The current tax treatment of carried interests results from a straightforward application of partnership tax rules. If a partner’s compensation for services to a partnership is expressed in the form of a percentage of potential future profits (independent of any capital that the service partner may have contributed), the tax character of the service partner’s share of partnership profit flows through, just as in an ordinary partnership, and if the profits are derived from a capital event, such as the sale of partnership assets held for more than one year, the service partner will generally qualify for favorable capital gain treatment.

On the other hand, if the service partner’s share of future profits is viewed as compensation for services, then one may question why the service partner should obtain the benefit of lower capital gains rates on what might otherwise have been expressed as a fee for services.

For the last 15 years, proposals to eliminate favorable treatment of carried interests have come and gone, including in the failed Build Back Better Act. The 2017 Tax Act provided for a partial narrowing of tax-favored carried interests by providing, generally, that a service partner could not obtain favorable capital gain treatment unless the underlying asset was held for more than three years. While not fully satisfying opponents of tax-favored carried interests, the 2017 Tax Act impacted managers of most hedge funds and some private equity funds on investments held for fewer than three years.
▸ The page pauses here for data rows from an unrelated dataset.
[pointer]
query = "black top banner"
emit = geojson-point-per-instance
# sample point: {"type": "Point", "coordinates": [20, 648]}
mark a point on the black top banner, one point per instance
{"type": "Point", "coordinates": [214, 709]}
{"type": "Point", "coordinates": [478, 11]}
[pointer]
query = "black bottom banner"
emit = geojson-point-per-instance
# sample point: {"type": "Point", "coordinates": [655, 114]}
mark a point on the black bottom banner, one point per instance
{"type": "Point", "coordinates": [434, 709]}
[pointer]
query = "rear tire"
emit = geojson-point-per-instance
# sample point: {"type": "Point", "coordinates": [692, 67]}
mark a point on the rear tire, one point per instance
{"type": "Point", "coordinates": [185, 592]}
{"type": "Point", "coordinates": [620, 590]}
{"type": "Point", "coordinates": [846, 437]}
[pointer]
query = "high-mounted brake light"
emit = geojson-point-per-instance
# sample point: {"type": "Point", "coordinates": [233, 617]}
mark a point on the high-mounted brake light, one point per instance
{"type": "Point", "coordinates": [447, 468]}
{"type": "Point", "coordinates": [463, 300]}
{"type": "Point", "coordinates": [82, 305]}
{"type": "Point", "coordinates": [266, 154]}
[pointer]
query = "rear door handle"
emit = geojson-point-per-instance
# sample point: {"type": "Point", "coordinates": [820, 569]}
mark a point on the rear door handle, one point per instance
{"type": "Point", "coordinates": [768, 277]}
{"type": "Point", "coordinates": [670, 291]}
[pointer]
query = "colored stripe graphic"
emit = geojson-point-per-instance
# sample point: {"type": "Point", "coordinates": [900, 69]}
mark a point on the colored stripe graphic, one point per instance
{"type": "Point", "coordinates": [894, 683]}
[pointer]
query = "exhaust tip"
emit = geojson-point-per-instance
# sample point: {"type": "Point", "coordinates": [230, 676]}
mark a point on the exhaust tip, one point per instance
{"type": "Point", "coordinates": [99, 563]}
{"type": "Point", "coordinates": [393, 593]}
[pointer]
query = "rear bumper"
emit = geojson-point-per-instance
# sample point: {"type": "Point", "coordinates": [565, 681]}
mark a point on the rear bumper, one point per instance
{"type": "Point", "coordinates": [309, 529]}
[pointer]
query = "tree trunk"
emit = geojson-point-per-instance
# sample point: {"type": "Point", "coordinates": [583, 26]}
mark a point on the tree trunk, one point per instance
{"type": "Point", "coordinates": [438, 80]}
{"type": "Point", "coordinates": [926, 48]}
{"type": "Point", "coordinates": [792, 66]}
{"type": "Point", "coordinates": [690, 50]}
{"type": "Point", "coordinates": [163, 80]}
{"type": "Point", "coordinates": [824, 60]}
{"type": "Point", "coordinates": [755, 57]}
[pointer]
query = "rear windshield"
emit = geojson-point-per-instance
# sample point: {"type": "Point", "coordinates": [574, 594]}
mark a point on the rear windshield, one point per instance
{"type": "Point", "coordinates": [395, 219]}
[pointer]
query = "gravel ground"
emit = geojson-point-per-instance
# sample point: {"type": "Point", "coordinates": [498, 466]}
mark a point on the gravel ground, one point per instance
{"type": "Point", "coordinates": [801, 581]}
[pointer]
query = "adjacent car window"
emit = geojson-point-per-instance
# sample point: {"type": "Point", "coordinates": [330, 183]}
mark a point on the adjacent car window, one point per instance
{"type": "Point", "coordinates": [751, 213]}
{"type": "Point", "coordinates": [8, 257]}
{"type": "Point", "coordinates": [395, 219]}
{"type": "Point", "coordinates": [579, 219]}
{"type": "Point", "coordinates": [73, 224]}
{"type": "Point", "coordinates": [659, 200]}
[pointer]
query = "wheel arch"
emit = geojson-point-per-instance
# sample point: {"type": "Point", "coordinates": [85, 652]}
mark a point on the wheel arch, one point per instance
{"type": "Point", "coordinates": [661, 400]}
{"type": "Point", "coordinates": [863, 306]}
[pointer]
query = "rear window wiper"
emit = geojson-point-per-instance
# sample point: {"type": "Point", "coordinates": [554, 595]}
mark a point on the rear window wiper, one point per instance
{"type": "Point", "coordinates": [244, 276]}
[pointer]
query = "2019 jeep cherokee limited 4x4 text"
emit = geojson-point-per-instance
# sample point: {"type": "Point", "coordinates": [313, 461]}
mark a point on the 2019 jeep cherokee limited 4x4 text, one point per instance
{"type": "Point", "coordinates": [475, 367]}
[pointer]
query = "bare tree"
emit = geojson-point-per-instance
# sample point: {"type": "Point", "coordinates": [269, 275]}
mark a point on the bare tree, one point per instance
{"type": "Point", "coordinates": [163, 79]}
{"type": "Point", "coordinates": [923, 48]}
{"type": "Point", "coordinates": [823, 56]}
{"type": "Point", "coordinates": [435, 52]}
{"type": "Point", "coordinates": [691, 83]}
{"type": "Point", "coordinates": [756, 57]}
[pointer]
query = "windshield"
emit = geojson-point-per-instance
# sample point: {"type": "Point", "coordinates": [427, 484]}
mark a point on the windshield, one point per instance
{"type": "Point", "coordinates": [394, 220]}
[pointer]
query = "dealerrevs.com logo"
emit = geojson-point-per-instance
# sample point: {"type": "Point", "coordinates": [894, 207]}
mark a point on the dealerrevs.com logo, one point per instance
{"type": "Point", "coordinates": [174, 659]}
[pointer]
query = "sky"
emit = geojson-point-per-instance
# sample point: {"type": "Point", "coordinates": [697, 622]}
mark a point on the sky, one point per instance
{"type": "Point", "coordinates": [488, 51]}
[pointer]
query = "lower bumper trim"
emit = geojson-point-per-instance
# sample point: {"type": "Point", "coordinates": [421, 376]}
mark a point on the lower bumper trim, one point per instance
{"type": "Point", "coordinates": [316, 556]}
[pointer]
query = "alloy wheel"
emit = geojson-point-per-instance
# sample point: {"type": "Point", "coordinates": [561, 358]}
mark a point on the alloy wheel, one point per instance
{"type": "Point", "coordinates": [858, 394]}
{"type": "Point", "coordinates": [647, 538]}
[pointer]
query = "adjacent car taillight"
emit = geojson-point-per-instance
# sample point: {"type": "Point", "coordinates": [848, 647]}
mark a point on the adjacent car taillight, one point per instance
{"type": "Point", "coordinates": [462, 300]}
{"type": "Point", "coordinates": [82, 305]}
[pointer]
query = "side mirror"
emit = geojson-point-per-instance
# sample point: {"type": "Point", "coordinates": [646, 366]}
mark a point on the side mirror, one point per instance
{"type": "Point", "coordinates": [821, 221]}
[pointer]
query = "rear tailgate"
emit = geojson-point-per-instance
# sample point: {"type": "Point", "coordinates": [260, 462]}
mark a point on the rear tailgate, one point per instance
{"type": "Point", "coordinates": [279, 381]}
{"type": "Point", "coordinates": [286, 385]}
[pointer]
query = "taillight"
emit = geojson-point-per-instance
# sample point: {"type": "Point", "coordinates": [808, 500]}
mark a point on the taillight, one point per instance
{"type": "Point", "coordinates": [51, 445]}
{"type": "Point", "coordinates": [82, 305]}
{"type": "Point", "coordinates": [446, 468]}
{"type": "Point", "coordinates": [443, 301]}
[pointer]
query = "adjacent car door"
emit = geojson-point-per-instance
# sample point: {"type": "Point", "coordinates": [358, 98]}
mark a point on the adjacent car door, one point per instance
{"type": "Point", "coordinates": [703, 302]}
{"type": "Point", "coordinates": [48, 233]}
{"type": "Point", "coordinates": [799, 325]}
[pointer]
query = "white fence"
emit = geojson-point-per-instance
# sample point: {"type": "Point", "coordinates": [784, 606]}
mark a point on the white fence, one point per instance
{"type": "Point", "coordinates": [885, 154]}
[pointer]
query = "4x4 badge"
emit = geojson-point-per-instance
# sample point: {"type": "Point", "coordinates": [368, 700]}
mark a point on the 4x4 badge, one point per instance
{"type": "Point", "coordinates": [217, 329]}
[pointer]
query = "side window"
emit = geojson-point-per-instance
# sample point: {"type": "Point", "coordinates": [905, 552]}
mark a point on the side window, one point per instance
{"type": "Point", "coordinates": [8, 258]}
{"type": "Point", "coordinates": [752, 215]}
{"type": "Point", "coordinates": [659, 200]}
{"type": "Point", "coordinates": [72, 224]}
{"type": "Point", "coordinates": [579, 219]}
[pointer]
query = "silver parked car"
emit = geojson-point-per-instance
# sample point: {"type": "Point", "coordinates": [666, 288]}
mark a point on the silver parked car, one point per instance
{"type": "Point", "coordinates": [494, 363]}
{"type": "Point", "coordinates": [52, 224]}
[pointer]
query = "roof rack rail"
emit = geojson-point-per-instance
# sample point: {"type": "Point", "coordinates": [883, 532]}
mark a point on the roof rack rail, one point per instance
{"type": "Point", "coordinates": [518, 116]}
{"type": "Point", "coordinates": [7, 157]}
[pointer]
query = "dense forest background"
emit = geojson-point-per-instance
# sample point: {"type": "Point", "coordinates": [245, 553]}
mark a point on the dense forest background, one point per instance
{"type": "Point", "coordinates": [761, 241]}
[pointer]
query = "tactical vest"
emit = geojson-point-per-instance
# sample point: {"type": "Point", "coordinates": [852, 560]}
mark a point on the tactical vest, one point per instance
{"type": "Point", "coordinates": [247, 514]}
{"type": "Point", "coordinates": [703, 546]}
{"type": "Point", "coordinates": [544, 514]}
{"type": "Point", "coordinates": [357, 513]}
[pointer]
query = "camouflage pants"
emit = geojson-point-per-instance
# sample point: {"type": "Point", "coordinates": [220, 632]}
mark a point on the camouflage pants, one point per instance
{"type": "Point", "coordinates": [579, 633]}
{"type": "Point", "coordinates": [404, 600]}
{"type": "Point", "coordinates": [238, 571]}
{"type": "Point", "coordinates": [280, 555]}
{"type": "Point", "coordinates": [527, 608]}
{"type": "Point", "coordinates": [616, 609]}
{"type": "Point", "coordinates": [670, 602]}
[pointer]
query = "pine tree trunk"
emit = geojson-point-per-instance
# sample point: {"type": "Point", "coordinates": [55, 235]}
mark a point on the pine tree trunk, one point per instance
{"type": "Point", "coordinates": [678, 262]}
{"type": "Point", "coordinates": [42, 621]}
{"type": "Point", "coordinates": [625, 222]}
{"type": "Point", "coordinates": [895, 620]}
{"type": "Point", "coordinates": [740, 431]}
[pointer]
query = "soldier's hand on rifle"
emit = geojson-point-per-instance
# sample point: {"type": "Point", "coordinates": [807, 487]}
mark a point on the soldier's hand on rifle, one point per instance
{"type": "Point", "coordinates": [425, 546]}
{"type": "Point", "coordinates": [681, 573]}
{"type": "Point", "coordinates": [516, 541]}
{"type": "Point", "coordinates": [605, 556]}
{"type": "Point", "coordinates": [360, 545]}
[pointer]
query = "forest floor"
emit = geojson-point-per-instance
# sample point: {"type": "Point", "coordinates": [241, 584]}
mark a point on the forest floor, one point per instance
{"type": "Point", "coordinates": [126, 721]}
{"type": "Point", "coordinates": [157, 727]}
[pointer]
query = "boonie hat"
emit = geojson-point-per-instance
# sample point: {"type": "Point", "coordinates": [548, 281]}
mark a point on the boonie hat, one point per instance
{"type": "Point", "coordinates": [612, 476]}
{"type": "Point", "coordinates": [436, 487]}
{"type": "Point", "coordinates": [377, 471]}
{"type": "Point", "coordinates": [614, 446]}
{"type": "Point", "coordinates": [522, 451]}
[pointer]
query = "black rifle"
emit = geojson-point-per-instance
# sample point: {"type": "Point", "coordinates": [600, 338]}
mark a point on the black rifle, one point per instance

The 2017 Tax Act ended up not impacting most real estate investment platforms and funds due to what may have been a loophole: a definition of covered investments that excluded Internal Revenue Code Section 1231 property, which accounts for most rental real estate.

The original version of the Inflation Reduction Act of 2022 would have extended the three-year holding period to five years and explicitly extended the rule in the 2017 Tax Act to real estate (but only for a three-year holding period). However, the minimum holding period (whether five years generally or three years for real estate) was effectively extended for many more years since the clock did not start to run until after the partnership or fund acquired substantially all of its assets. For a fund with, say, a four-year investment period, private equity fund managers would be hit very hard and real estate fund managers, being hit for the first time, would be significantly impacted.

In the final version of the bill which passed the Senate on August 7, passed the House on August 12 and was signed into law by President Biden on August 16, all the proposed changes to carried interests have been gutted, leaving the 2007 legislation in place with a three-year holding period for most carried interest holders and the significant Code Section 1231 carve-out for real estate. 

Among our private equity and real estate clients, the short-lived anxiety has turned to relief. But with the tax policy and fairness debate far from settled, one can hear any proponent of closing the so-called carried interest loophole saying, “I’ll be back.”